PARIS – French President Emmanuel Macron received plenty of praise in the international media for his recent speeches in Washington, DC, and Brussels. But for the French, what really matters is Macron’s management of domestic problems, of which there are many, not least rolling strikes by railway workers across the country.
Until the end of June, employees of the French state-owned railway company SNCF plan to strike for two out of every five days to oppose the Macron government’s planned reforms to the company. But the reforms are sorely needed. The SNCF’s operating costs are 30% higher than those of comparable railway systems in neighboring countries, and its performance is poorer.
The SNCF’s higher operating costs stem partly from flawed, politically motivated investment decisions made in the past.

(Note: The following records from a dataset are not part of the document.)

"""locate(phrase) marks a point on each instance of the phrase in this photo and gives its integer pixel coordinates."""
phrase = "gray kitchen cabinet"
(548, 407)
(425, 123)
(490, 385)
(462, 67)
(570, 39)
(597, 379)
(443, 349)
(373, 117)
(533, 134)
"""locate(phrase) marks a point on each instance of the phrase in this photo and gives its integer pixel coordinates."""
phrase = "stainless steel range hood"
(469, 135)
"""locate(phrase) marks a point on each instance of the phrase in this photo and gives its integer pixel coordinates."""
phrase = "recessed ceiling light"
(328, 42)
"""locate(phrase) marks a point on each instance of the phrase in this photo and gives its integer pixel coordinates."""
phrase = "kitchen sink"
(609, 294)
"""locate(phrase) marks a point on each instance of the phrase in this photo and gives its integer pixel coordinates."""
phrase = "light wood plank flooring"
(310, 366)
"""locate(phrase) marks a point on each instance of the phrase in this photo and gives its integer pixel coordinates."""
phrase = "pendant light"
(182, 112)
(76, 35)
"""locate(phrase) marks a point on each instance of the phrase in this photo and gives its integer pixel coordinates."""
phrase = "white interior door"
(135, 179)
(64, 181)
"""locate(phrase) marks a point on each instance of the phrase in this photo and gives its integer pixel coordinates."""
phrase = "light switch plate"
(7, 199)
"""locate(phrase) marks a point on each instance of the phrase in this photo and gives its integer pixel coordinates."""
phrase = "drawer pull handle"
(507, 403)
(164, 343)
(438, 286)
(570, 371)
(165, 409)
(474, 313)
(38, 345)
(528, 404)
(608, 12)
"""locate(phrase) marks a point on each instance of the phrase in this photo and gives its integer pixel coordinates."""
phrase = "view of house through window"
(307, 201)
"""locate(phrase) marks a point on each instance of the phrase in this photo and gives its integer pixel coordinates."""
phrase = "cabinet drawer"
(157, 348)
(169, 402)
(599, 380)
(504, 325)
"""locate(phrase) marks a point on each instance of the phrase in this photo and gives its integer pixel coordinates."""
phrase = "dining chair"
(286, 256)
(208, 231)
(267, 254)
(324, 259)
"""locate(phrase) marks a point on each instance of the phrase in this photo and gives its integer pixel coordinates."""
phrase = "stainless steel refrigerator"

For example, there has been undue emphasis on expanding high-speed-rail networks at the expense of maintaining existing tracks that are still widely used.
But the company also suffers from obsolete and costly labor arrangements, which allow train drivers to retire at the age of 52, even though they are no longer subjected to the life-shortening rigors of operating coal-fired steam engines. As it happens, the life expectancy among SNCF drivers has increased substantially since these pension regulations were put in place in 1920.

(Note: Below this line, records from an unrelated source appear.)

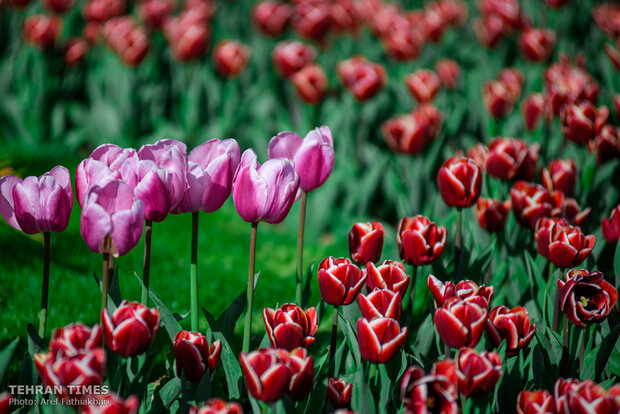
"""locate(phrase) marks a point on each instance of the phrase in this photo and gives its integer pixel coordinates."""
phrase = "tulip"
(267, 375)
(461, 322)
(131, 329)
(380, 339)
(611, 226)
(585, 297)
(381, 303)
(534, 402)
(530, 202)
(290, 327)
(339, 392)
(423, 84)
(513, 326)
(230, 58)
(193, 354)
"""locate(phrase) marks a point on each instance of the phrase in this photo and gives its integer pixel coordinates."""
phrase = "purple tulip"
(313, 156)
(37, 205)
(264, 192)
(211, 167)
(112, 219)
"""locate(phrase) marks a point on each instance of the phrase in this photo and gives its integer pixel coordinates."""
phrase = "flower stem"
(146, 266)
(300, 248)
(45, 285)
(250, 290)
(193, 273)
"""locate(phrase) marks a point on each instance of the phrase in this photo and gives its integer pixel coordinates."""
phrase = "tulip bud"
(585, 297)
(340, 281)
(131, 329)
(380, 339)
(460, 182)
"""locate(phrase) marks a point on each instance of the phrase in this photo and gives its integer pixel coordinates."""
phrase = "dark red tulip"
(461, 322)
(266, 373)
(585, 297)
(530, 202)
(339, 392)
(420, 240)
(611, 226)
(131, 329)
(230, 58)
(432, 393)
(340, 281)
(477, 374)
(290, 327)
(366, 242)
(194, 356)
(492, 214)
(380, 339)
(513, 326)
(460, 182)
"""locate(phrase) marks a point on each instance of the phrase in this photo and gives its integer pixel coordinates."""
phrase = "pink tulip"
(264, 192)
(313, 156)
(37, 205)
(112, 219)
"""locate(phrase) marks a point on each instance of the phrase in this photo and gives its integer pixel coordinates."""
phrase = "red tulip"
(423, 84)
(131, 329)
(339, 392)
(585, 297)
(477, 374)
(530, 202)
(460, 182)
(290, 327)
(266, 373)
(492, 214)
(513, 326)
(310, 83)
(230, 58)
(461, 322)
(340, 281)
(420, 241)
(366, 242)
(380, 339)
(611, 226)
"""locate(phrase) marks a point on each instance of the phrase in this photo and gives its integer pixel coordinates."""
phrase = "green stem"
(250, 290)
(300, 248)
(193, 274)
(146, 266)
(45, 285)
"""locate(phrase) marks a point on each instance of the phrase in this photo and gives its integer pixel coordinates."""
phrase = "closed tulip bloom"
(530, 202)
(131, 329)
(340, 281)
(267, 375)
(461, 322)
(312, 156)
(492, 214)
(585, 297)
(310, 83)
(381, 303)
(460, 182)
(380, 339)
(611, 226)
(37, 204)
(391, 275)
(513, 326)
(423, 84)
(420, 240)
(339, 392)
(211, 168)
(535, 402)
(112, 219)
(290, 327)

Moreover, SNCF employees and their family members have access to free travel on SNCF trains. This is one reason why the French railway system brings in just €10 billion ($12 billion) per year, even though it costs €24 billion annually to operate. The difference is essentially financed by the federal government and the regions, at a cost of some €3 billion in additional public debt each year.

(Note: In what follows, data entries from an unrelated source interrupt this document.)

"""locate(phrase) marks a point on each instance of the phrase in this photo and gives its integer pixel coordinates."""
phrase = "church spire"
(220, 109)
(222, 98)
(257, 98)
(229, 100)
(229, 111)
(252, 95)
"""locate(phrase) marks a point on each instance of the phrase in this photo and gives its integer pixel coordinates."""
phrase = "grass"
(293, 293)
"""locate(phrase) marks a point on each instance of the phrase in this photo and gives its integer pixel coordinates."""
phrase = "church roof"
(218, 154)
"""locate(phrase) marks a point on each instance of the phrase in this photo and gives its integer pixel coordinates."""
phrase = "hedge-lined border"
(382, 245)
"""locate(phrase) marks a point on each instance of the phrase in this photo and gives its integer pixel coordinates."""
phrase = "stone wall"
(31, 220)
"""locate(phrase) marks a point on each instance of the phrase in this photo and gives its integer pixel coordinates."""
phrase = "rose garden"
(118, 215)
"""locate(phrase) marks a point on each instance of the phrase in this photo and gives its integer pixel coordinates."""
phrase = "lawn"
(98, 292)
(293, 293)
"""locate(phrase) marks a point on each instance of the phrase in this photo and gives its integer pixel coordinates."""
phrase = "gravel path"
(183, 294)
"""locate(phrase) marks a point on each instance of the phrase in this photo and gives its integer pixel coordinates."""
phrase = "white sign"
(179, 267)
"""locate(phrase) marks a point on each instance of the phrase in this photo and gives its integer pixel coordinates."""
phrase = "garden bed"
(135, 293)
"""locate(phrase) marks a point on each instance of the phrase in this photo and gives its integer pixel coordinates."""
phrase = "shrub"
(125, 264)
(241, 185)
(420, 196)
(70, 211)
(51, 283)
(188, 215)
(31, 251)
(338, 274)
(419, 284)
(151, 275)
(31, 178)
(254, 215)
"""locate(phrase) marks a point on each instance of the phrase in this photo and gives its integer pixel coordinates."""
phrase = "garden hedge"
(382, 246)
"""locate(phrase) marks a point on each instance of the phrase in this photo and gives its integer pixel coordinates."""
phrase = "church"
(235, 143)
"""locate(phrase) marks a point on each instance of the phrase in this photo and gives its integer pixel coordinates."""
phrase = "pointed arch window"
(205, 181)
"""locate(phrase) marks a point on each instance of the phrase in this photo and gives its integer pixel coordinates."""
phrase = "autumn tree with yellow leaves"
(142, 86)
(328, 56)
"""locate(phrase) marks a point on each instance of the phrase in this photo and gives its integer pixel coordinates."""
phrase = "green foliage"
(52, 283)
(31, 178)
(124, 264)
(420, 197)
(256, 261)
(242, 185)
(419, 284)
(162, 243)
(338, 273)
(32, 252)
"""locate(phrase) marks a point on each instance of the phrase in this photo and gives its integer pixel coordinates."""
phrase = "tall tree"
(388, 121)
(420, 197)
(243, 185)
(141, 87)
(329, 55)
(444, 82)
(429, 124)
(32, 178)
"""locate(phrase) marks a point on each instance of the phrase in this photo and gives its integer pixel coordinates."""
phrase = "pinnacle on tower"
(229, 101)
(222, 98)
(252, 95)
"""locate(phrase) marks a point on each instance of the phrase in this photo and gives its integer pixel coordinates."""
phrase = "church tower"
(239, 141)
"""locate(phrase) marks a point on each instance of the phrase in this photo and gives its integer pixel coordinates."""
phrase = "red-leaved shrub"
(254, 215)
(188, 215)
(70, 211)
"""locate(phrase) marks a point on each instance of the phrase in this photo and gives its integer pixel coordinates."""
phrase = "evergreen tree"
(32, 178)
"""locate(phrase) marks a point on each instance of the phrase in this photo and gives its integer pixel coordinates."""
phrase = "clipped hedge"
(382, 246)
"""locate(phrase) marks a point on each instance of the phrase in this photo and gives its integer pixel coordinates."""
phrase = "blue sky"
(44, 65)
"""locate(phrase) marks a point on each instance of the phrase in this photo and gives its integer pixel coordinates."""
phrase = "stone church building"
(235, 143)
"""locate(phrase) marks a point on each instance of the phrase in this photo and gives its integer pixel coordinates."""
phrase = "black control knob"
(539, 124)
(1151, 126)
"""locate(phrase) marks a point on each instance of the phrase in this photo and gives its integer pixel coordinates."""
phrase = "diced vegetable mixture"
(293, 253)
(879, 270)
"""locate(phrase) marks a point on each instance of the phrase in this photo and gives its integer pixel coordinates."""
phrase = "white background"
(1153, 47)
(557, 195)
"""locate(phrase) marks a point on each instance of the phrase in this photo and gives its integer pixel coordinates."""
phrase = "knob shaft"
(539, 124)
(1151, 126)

Given its drain on public budgets and its deteriorating performance and reliability, the SNCF is an obvious target for reform. And to that end, Macron has proposed a strategy to shore up the French railway system for the long term. Notably, one thing he has not proposed is any change to current SNCF workers’ employment status or benefits.
Instead, Macron’s government has introduced changes that will affect only those employed by the SNCF after January 1, 2020. For them, his program does imply an end to lifelong job security, and a shift to a more modern, flexible employment arrangement. There will also have to be a re-evaluation of the specific constraints on SNCF workers and supervisors, many of which have not been updated since 1920. And newer employees will need to be incorporated into the French general health-insurance and pension systems.
Beyond that, Macron wants to open up the railway system to allow new operators to compete against the SNCF. Similar reforms have reduced operating costs and increased the overall supply of trains by 32% in Germany, 30% in the United Kingdom, and 53% in Sweden. In Italy and Sweden, more railway competition has reduced ticket prices by 15%.And, in Germany, competition lowered the government’s expenses by 20%. Each kilometer of regional traffic now costs the state-owned railway operator, Deutsche Bahn, €15, compared to €23 for the SNCF.
At the same time, liberalization of the railway sector promises to improve the quality of service, both in terms of travel time and punctuality. As matters stand, traveling from Marseille to Nice takes 25 minutes longer than it did 40 years ago; and, on average, 22% of French inter-city trains, along with 18-25% of high-speed trains, suffer delays, compared to just 10% of Deutsche Bahn trains.
Given this dismal state of affairs, it is worth asking why French railway unions are staging such a large-scale protest against reforms that would only affect new recruits in the future. In fact, what looks like a unified strike movement actually comprises two major unions with different demands and motivations. On one hand, there is the French Democratic Confederation of Labor (CFDT), which is open to dialogue with the government, but wants more employment and social-security guarantees for SNCF workers who will be hired by new operators after the system is opened up.
On the other hand, there is the more radical General Confederation of Labor (CGT), which insists on maintaining the status quo. Its reasons are twofold. First, the SNCF is a CGT stronghold, and to allow different contractual arrangements for new recruits would weaken the union’s influence at the national level. Second, the CGT wants to use this strike as a starting point for derailing Macron’s entire reform agenda.
But Macron was elected with a clear mandate to overhaul the French economy. Though he has proved flexible on the timing and method of introducing competition, he will likely defend his red lines, particularly those relating to new SNCF recruits as of 2020. After all, he knows what the CGT knows: that his railway policy could make or break his credibility as a reformer.